ANAPHYLAXIE GÉNÉRALE.

On peut se demander si les animaux anaphylactisés, c’est-à-dire préparés par des injections antigéniques plus ou moins anciennes, n’ont pas acquis de ce fait une sensibilité aux actions toxiques qui est différente de la sensibilité normale. Pour éprouver cette sensibilité, j’ai pris l’apomorphine, dont la dose émétisante peut être déterminée avec grande précision. D’ailleurs, l’apomorphine possède une action en quelque sorte congénère de celle des antigènes crépitine et actinocongestine, lesquelles sont toutes deux très nettement émétisantes (surtout l’actinocongestine).

Le chlorhydrate d’apomorphine, lorsqu’il est injecté dans le péritoine des chiens à des doses inférieures à 0,004 g de sel par kilogramme d’animal, ne provoque pas le vomissement en général, tandis qu’à la dose de 0,005 g le vomissement est à peu près constant. À cette dose d’ailleurs les symptômes autres que les vomissements sont à peu près nuis. Le chien bâille, s’étire, est un peu triste ; parfois il a des démangeaisons ; parfois un peu de diarrhée.

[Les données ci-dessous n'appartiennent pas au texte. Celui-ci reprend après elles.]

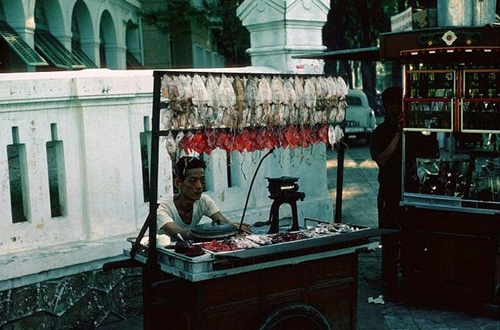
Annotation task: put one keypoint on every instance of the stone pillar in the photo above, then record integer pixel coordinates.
(280, 29)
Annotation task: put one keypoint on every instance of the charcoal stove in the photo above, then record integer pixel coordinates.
(283, 190)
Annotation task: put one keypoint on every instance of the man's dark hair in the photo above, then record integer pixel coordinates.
(186, 163)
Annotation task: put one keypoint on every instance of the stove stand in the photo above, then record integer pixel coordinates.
(283, 190)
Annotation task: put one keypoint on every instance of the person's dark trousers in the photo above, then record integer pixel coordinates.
(390, 248)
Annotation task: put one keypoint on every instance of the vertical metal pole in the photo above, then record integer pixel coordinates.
(340, 181)
(152, 267)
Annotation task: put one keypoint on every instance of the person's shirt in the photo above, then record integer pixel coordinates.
(389, 176)
(167, 212)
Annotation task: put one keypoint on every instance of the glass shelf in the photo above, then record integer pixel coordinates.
(430, 114)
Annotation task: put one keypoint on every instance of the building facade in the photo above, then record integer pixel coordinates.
(51, 35)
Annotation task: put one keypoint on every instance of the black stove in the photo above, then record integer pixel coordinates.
(283, 190)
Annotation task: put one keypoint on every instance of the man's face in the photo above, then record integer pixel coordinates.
(193, 184)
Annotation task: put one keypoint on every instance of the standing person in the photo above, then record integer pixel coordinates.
(178, 213)
(386, 151)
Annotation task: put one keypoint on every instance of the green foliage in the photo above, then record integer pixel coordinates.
(177, 17)
(233, 39)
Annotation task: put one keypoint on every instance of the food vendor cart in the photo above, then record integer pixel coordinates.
(450, 253)
(451, 188)
(305, 275)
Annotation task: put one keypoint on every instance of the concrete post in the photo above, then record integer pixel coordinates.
(280, 29)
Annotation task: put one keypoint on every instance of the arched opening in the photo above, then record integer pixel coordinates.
(108, 42)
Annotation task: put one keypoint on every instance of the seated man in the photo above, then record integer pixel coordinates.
(179, 213)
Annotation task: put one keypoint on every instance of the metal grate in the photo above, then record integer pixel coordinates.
(19, 46)
(55, 52)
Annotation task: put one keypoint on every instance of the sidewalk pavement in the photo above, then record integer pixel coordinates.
(359, 206)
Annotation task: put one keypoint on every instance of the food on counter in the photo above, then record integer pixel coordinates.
(287, 237)
(182, 246)
(244, 243)
(260, 239)
(194, 251)
(219, 246)
(330, 229)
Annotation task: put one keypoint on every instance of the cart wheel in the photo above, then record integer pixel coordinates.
(296, 316)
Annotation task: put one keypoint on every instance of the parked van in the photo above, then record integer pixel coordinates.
(360, 118)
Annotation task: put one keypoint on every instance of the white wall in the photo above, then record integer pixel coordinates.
(99, 116)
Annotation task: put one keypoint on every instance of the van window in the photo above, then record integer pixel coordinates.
(353, 100)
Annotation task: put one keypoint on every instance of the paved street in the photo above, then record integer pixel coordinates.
(359, 207)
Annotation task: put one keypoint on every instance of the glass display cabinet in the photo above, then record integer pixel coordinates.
(458, 109)
(450, 229)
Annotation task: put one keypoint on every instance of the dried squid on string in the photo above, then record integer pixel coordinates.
(241, 104)
(332, 99)
(200, 98)
(299, 101)
(171, 146)
(309, 101)
(278, 102)
(187, 101)
(227, 102)
(251, 91)
(342, 87)
(180, 107)
(291, 99)
(263, 102)
(321, 105)
(341, 111)
(213, 101)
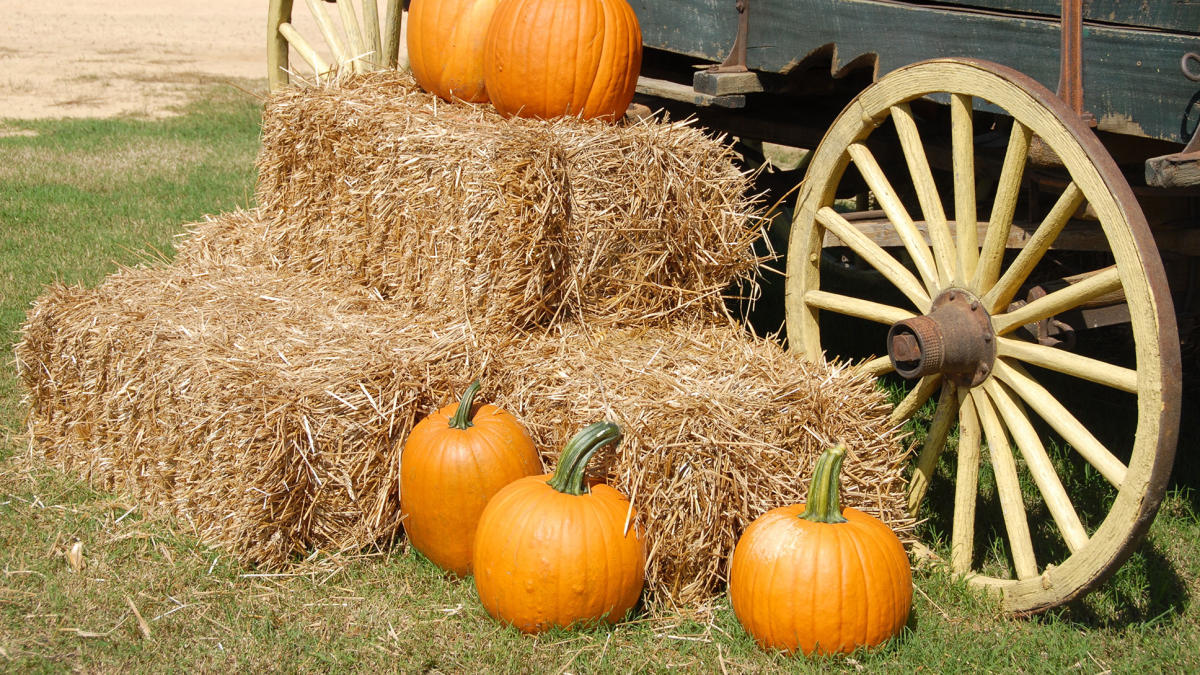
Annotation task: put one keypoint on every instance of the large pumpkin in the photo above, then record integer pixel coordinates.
(445, 46)
(550, 58)
(820, 579)
(551, 551)
(453, 463)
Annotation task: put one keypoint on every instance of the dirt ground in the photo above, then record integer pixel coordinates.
(99, 58)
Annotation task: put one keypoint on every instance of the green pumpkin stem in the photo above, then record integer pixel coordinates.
(568, 478)
(461, 418)
(825, 503)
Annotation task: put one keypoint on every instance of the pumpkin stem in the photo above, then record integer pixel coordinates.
(568, 478)
(461, 418)
(825, 505)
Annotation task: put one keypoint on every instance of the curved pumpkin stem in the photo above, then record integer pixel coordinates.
(461, 418)
(825, 502)
(568, 478)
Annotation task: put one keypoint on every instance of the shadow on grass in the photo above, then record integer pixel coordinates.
(1145, 591)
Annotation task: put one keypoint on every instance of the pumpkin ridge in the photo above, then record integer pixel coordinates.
(855, 544)
(601, 63)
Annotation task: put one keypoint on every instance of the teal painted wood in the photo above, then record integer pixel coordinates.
(1182, 16)
(1132, 79)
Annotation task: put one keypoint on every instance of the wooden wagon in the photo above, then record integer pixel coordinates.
(988, 179)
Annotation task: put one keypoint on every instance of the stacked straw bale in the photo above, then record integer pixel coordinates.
(265, 408)
(262, 386)
(719, 428)
(389, 185)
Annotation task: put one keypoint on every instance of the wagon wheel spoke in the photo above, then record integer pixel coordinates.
(1077, 365)
(966, 484)
(963, 284)
(927, 193)
(1102, 282)
(875, 256)
(1003, 207)
(935, 442)
(1061, 420)
(889, 202)
(963, 150)
(1005, 290)
(915, 399)
(1039, 466)
(1008, 487)
(877, 366)
(856, 306)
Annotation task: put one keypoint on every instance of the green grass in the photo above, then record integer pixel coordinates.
(84, 196)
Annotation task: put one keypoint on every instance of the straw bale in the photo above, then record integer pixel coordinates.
(719, 428)
(527, 220)
(267, 408)
(412, 203)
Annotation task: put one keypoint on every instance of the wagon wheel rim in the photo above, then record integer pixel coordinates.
(345, 35)
(999, 404)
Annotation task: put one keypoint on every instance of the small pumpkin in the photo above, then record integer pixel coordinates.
(453, 463)
(445, 46)
(550, 58)
(820, 579)
(550, 551)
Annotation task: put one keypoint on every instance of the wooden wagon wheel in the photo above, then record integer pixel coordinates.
(364, 45)
(954, 327)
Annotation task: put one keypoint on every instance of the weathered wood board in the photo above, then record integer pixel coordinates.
(1180, 16)
(1132, 79)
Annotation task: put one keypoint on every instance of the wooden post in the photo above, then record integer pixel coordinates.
(279, 12)
(393, 24)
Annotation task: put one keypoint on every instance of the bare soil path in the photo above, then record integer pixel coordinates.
(102, 58)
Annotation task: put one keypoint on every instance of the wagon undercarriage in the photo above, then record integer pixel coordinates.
(978, 185)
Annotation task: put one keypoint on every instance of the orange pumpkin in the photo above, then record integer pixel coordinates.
(451, 465)
(550, 58)
(552, 553)
(820, 579)
(445, 46)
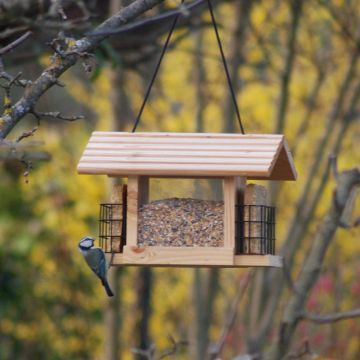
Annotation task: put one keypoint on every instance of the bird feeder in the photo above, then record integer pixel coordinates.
(247, 236)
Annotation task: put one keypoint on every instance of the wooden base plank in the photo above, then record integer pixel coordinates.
(237, 261)
(151, 255)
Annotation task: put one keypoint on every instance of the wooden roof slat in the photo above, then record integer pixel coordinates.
(183, 141)
(179, 153)
(192, 147)
(187, 154)
(179, 160)
(184, 135)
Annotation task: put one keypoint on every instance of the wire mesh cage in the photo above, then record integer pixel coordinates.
(112, 227)
(255, 229)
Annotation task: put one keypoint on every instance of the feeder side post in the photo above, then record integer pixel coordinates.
(132, 210)
(233, 194)
(143, 190)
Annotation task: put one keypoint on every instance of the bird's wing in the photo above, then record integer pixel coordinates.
(96, 260)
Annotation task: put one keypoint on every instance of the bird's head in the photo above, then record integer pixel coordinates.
(86, 243)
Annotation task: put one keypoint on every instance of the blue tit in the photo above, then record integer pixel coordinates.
(95, 258)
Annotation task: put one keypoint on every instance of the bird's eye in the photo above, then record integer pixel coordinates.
(87, 243)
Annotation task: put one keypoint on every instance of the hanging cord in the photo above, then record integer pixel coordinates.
(225, 67)
(233, 96)
(156, 70)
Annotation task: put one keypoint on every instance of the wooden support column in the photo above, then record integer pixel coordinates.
(138, 194)
(233, 194)
(132, 210)
(143, 190)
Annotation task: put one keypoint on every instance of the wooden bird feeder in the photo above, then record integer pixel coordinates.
(248, 237)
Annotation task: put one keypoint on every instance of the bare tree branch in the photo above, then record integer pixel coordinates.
(15, 43)
(49, 76)
(346, 181)
(216, 350)
(330, 318)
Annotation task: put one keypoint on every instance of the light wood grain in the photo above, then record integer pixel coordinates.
(143, 190)
(188, 154)
(233, 194)
(152, 255)
(174, 171)
(184, 135)
(166, 160)
(180, 153)
(225, 147)
(238, 261)
(132, 210)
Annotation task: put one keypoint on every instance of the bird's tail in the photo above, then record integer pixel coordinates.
(107, 288)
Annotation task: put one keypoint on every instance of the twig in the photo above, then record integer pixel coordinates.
(330, 318)
(15, 43)
(307, 351)
(230, 321)
(175, 347)
(49, 76)
(26, 134)
(56, 115)
(183, 10)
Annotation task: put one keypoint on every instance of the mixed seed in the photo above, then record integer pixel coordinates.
(181, 222)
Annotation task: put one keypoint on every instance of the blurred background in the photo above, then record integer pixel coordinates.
(295, 69)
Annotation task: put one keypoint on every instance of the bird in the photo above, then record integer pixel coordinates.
(95, 258)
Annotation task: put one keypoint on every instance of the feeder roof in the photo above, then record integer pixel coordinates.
(264, 157)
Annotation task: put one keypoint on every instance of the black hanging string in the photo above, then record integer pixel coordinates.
(225, 67)
(233, 96)
(156, 70)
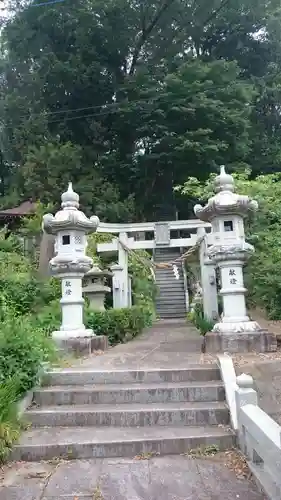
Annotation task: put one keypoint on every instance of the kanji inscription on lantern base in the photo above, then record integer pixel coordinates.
(70, 226)
(226, 211)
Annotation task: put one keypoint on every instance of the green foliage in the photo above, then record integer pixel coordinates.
(263, 272)
(127, 103)
(119, 325)
(9, 422)
(202, 323)
(144, 289)
(23, 349)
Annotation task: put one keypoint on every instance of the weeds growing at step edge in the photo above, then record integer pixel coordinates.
(10, 424)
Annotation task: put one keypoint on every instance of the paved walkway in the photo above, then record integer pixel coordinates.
(160, 478)
(169, 344)
(155, 478)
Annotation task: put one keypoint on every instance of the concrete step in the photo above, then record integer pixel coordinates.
(130, 415)
(102, 442)
(135, 393)
(79, 376)
(171, 315)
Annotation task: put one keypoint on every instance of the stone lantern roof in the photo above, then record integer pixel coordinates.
(225, 201)
(70, 217)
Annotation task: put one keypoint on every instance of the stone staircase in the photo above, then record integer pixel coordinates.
(81, 413)
(170, 302)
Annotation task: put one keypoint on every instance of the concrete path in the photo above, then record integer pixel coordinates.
(160, 478)
(171, 345)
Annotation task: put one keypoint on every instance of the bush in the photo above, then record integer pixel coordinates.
(9, 422)
(119, 325)
(23, 348)
(202, 323)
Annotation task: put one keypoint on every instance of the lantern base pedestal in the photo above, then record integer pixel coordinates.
(235, 342)
(80, 342)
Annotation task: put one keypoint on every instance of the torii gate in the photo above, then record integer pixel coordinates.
(133, 237)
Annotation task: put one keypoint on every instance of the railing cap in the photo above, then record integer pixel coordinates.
(245, 381)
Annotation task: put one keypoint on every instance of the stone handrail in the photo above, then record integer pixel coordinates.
(259, 438)
(185, 284)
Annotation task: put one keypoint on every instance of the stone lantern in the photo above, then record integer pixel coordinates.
(229, 251)
(70, 227)
(94, 287)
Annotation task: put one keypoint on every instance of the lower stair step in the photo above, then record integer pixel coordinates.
(101, 442)
(130, 415)
(133, 393)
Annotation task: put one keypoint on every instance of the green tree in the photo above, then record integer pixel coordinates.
(108, 77)
(263, 271)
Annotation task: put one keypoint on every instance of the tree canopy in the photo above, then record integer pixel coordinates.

Mes expériences ont porté sur un grand nombre de chiens normaux (auxquels je puis ajouter 8 chiens ayant reçu antérieurement et longtemps auparavant de l’émétine qui n’est pas anaphylactisante).

Alors, sur 36 chiens ayant reçu la dose de 1,1 cm³ par kilogramme dans le péritoine (le titre de la solution était de 0,25 g de chlorhydrate d’apomorphine par litre), il y en a 8 qui ont vomi à la dose de 0,00275 de sel par kilogramme. Le vomissement s’est produit en moyenne 6 minutes après l’injection. Sur 42 chiens normaux (ou non anaphylactisés, parce que l’injection préparante était trop récente, moins de 17 jours, ou trop ancienne, plus de 200 jours) 25 ont vomi : soit 60 p. 100. Chez les normaux, au contraire, la proportion a été de 22 p. 100.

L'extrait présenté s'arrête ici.